While Sankey declined to delve into the "minutiae" of potential NIL reform, he did echo the concerns of what numerous college football coaches, player personnel directors and other athletics staffers have expressed to FootballScoop: who has the power of roster assembly.

 As collectives -- which saw seven of college athletics's largest entities including the likes of Georgia's Classic City Collective, Michigan's Champions Circle and Tennessee's Spyre form what Sankey termed a "collection of collectives -- dole out endorsement deals for student-athletes, pressure from both external and internal factors can become a real issue, Sankey explained.

"Let me be specific about the concerns: One of the concerns that I've been public about this is transferring control at an institutional level of rosters, who's on a roster, pressure on playing time from coaches, and then up the chain of command to athletics directors and presidents or chancellors to an outside entity," Sankey said, with outside entity in this instance being a potential collective group.

"People have opined about booster influence, but with collective activity about which we've read, I think it magnifies that concern, who's really in charge.

"So that informs the talking point. I have read with interest on this formation of a collective association or a collective, I guess, a collection of collectives. And William King, our associate commissioner for legal affairs, has reached out to some just to have a conversation to learn more. We have to be in a constant learning mode. We want to exercise care. We want to do that in collaboration with our campuses."
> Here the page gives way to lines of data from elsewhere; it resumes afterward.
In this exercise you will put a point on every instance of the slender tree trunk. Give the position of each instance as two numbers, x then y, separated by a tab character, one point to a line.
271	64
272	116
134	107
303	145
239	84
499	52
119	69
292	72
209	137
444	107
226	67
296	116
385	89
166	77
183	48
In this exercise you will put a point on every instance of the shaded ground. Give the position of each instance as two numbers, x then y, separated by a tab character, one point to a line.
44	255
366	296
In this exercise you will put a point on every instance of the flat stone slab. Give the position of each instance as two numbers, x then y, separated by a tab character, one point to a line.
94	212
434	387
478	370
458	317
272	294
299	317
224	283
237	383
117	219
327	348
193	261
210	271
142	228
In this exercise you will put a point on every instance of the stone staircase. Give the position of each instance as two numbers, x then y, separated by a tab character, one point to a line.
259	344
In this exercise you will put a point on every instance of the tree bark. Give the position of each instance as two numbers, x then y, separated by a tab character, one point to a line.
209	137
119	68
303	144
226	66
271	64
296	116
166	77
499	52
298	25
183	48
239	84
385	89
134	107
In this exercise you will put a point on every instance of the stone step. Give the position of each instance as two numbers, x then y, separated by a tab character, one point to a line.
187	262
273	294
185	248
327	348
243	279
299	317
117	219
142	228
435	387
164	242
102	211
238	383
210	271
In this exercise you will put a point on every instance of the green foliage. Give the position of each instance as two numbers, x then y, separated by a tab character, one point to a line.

While Sankey spent most of his opening remarks on NIL elements, he reiterated the SEC's focus is on getting to 16 teams a year from now when both Oklahoma and Texas are formally folded into the conference. 

"My view is we know who we are; we're comfortable as a league," Sankey said. "We're focused on our growth to 16. We've restored rivalries. We're geographically contiguous with the right kind of philosophical alignment, and we can stay at that level of super conference. 

"When you go bigger, there are a whole other set of factors that have to be considered, and I'm not sure I've seen those teased out other than in my mind late at night."